《雍正皇帝(下冊恨水東逝)》第一百二十七回 勸造反張熙受折磨 誘真情岳帥盟誓言
“沒有。啊,是高……”
“噓——別多言多語的,你們怎么不弄點水來給他喝?”
“這小子是個強驢子,醒著時,一口水也不肯喝,我們只在他昏迷時餵過他幾口水。”
“軍醫來看過了嗎?”
“來過了,還給他上了最好的藥。軍醫說,請大帥放心,一點內傷也沒留下,當然,疼總是難免的。馬軍醫說,只要吃好,喝好,要不了幾天就會好的。”
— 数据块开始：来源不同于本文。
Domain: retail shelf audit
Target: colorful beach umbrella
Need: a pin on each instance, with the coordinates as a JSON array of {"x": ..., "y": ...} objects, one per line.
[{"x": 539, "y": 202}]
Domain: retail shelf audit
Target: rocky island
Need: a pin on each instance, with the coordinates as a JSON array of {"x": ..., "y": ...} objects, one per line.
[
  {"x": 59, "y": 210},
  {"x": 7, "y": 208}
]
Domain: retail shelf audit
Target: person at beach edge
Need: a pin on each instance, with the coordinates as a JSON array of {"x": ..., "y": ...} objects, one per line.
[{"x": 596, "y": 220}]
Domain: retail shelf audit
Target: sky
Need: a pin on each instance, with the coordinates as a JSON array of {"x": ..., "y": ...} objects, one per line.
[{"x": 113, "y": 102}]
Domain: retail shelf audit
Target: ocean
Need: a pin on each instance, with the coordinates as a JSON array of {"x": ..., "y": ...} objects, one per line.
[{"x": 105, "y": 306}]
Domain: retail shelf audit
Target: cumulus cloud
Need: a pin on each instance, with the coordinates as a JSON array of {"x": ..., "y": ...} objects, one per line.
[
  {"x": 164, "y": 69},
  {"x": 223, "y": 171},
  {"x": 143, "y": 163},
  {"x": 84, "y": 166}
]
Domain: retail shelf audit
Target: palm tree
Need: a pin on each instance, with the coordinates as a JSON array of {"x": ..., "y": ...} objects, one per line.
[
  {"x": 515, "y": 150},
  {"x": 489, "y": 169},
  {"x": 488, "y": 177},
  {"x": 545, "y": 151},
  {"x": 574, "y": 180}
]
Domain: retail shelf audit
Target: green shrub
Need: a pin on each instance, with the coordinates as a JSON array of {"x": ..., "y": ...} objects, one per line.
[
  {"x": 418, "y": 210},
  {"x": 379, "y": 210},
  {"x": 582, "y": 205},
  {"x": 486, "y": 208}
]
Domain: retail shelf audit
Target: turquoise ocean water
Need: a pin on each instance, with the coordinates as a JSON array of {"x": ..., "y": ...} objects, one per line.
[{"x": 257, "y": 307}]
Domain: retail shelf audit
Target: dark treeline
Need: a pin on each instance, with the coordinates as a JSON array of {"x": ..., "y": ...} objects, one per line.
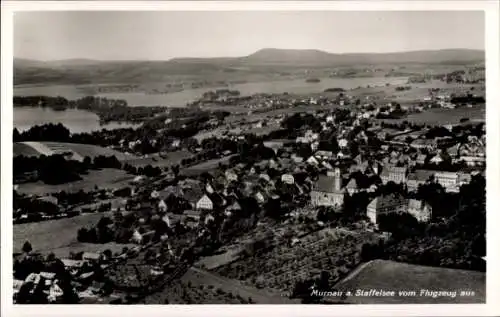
[
  {"x": 154, "y": 136},
  {"x": 107, "y": 109},
  {"x": 468, "y": 99}
]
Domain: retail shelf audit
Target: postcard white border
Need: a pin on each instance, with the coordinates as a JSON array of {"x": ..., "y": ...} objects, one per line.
[{"x": 493, "y": 172}]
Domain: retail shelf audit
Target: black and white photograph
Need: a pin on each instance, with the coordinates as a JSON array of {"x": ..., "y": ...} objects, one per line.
[{"x": 290, "y": 157}]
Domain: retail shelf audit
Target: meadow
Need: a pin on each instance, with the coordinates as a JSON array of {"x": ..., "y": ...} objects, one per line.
[
  {"x": 59, "y": 236},
  {"x": 181, "y": 98},
  {"x": 104, "y": 179},
  {"x": 442, "y": 116}
]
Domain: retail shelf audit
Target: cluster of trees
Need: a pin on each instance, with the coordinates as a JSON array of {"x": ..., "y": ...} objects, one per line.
[
  {"x": 33, "y": 207},
  {"x": 304, "y": 289},
  {"x": 35, "y": 294}
]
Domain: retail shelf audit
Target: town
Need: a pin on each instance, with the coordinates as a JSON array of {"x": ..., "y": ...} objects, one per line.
[{"x": 241, "y": 199}]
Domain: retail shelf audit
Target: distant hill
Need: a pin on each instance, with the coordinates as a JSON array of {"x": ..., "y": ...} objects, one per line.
[{"x": 83, "y": 71}]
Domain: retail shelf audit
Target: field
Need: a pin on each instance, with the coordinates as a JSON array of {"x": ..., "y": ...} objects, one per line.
[
  {"x": 201, "y": 287},
  {"x": 416, "y": 93},
  {"x": 441, "y": 116},
  {"x": 80, "y": 150},
  {"x": 205, "y": 166},
  {"x": 24, "y": 149},
  {"x": 59, "y": 236},
  {"x": 180, "y": 99},
  {"x": 334, "y": 250},
  {"x": 172, "y": 158},
  {"x": 214, "y": 261},
  {"x": 389, "y": 275},
  {"x": 106, "y": 179}
]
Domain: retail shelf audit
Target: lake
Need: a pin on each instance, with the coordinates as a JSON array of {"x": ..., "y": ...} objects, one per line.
[
  {"x": 180, "y": 99},
  {"x": 77, "y": 121}
]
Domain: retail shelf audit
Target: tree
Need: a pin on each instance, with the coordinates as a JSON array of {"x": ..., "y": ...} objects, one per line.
[{"x": 27, "y": 248}]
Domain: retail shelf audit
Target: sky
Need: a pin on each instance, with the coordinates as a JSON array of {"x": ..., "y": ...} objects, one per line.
[{"x": 142, "y": 35}]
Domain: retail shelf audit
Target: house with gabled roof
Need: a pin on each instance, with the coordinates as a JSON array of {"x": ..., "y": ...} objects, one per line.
[
  {"x": 384, "y": 205},
  {"x": 419, "y": 209},
  {"x": 352, "y": 186},
  {"x": 204, "y": 203},
  {"x": 394, "y": 174},
  {"x": 328, "y": 191}
]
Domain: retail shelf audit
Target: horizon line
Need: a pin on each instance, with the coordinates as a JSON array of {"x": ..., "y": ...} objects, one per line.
[{"x": 240, "y": 56}]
“那你就趁著他昏迷時,再給他餵點水。我這就去稟報大帥。”
幾聲細碎的腳步聲後,這裡又恢復了原來的平靜。一個穿著號褂子的老兵走了進來,張熙假裝昏迷,沒有睜開眼睛,也沒有拒絕喝水。啊,多么清涼甘甜的水呀!他貪婪地喝了再喝,一直到再次昏迷了過去。
“張熙——張先生……”
一個帶著哽咽的聲音在他耳邊響起,燈光一亮,張熙睜開眼看了一下,站在自己身邊的竟然是那個凶神惡煞的岳大將軍!他“哼”地一聲,把目光移開了。
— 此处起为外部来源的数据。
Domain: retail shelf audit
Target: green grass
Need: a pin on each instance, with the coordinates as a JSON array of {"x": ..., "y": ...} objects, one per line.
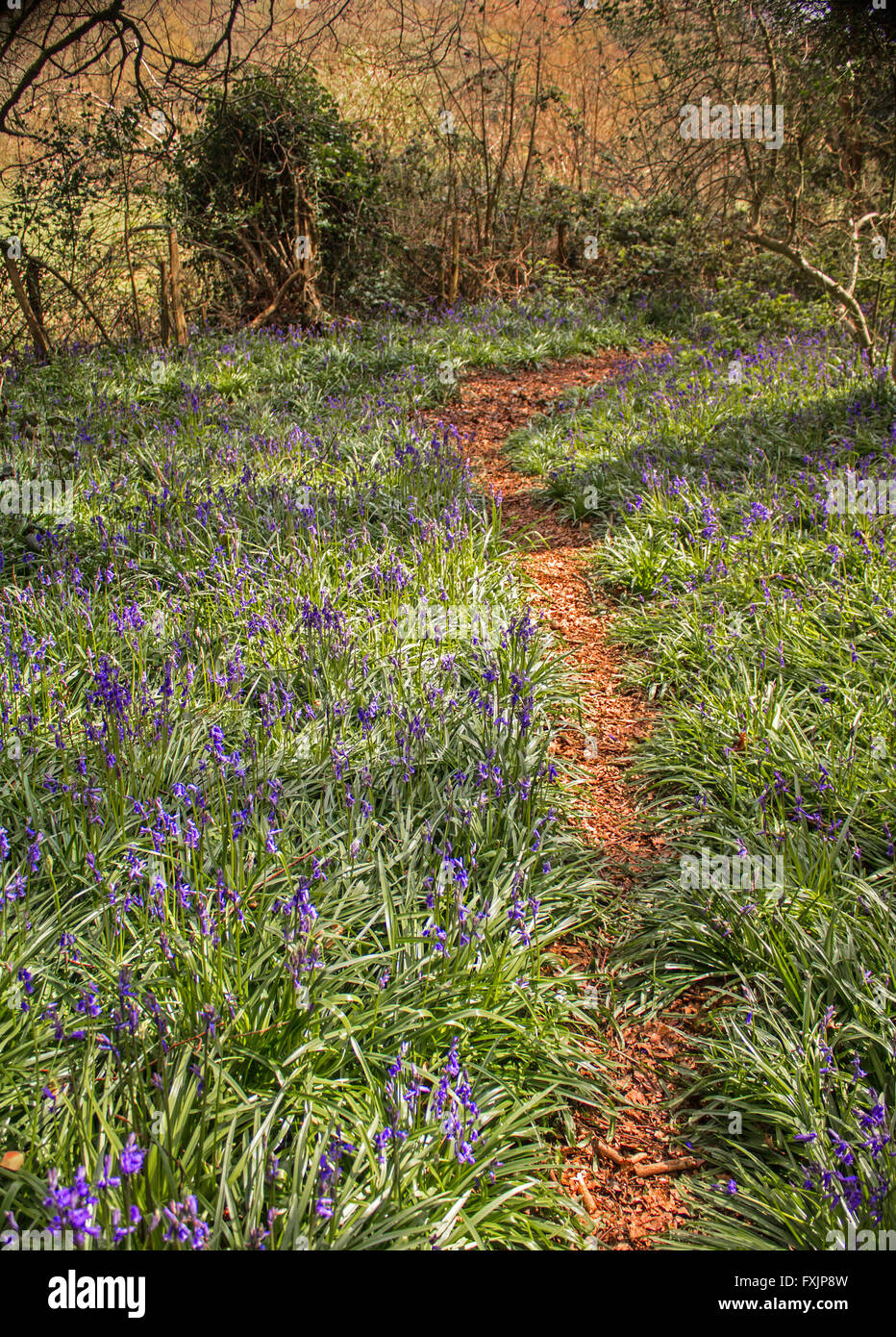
[
  {"x": 764, "y": 623},
  {"x": 281, "y": 880}
]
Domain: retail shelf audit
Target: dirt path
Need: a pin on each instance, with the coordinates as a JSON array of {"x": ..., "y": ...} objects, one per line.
[{"x": 600, "y": 1168}]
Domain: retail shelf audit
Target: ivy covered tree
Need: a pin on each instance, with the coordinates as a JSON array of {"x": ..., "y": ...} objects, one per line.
[{"x": 277, "y": 198}]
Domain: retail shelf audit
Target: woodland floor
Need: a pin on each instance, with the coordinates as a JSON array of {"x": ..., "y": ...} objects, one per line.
[{"x": 616, "y": 1172}]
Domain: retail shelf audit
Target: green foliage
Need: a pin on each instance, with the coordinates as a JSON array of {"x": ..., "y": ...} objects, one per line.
[
  {"x": 762, "y": 619},
  {"x": 270, "y": 162}
]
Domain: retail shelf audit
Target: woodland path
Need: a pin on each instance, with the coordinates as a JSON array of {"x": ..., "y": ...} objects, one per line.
[{"x": 627, "y": 1206}]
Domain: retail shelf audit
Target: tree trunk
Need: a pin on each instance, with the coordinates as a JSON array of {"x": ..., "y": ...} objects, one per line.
[
  {"x": 179, "y": 319},
  {"x": 43, "y": 346},
  {"x": 164, "y": 318}
]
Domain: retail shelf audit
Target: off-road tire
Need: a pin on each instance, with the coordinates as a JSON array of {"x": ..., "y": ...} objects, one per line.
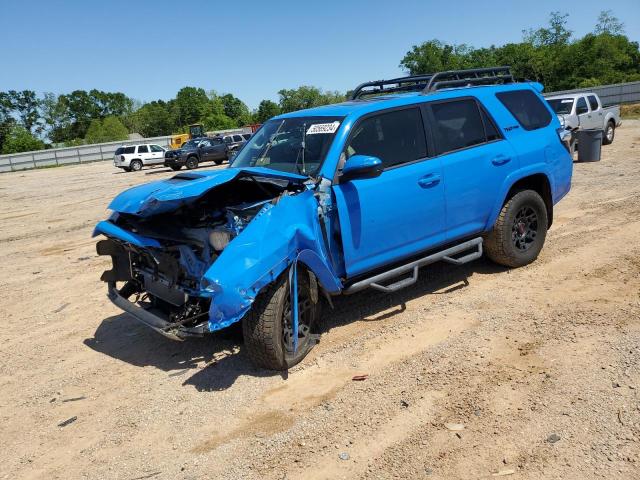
[
  {"x": 609, "y": 133},
  {"x": 501, "y": 244},
  {"x": 191, "y": 163},
  {"x": 263, "y": 325},
  {"x": 135, "y": 165}
]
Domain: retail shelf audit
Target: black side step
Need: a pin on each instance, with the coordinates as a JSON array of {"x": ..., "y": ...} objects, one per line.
[{"x": 444, "y": 255}]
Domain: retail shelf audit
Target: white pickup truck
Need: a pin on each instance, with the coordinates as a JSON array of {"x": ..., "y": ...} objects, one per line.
[{"x": 585, "y": 111}]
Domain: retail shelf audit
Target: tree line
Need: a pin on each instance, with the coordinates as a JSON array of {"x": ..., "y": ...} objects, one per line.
[{"x": 549, "y": 54}]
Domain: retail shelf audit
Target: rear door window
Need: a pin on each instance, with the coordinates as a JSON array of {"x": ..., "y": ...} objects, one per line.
[
  {"x": 526, "y": 107},
  {"x": 581, "y": 106},
  {"x": 394, "y": 137},
  {"x": 457, "y": 124}
]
岳鍾麒的眼中滿是親切柔和的神情:“張先生,我看你來了。”他的語氣也是這樣的可親可近。張熙看到,他的身後,還站著一個人,在給岳大將軍掌著燈,還幫著岳鍾麒在查看張熙的傷痕。只聽他小心地說:“不妨事的,大人。這些都是皮肉之傷,要不了幾天就會痊癒的。”
一滴冰冷的水珠,落在張熙的脖子上。張熙被驚得猛然一顫,他抬起頭來看時,原來竟是岳鍾麒流下的眼淚。那位像是師爺一樣的人在一旁勸道:“大帥,您不要這樣難過……再等上幾天,等張先生身子好了,我們再從容地和他好好談談。”
張熙卻冷冷地對岳鍾麒說:“你是滿家的大將軍,而我則是漢家的冤魂。你我之間,難道還有可談的事嗎?”
岳鍾麒像突然挨了一悶棍似的愣在那裡了。他的臉色變得雪一般的蒼白,緩緩地退到一旁坐下。又將自己的臉深埋在雙臂之間,好像在壓抑著極大的痛苦,渾身抽搐著,而且,顯然是在流淚。
那個師爺卻在一邊對張熙說:“岳大將軍是當年岳元帥的第二十一代嫡孫。你要是再這樣糟蹋他,我就叫人把你拉出去餵狗!反清,是滅絕九族的大禍;而復明,又是光照千古的事業。你張熙憑什麼要我們相信你的一紙書信?”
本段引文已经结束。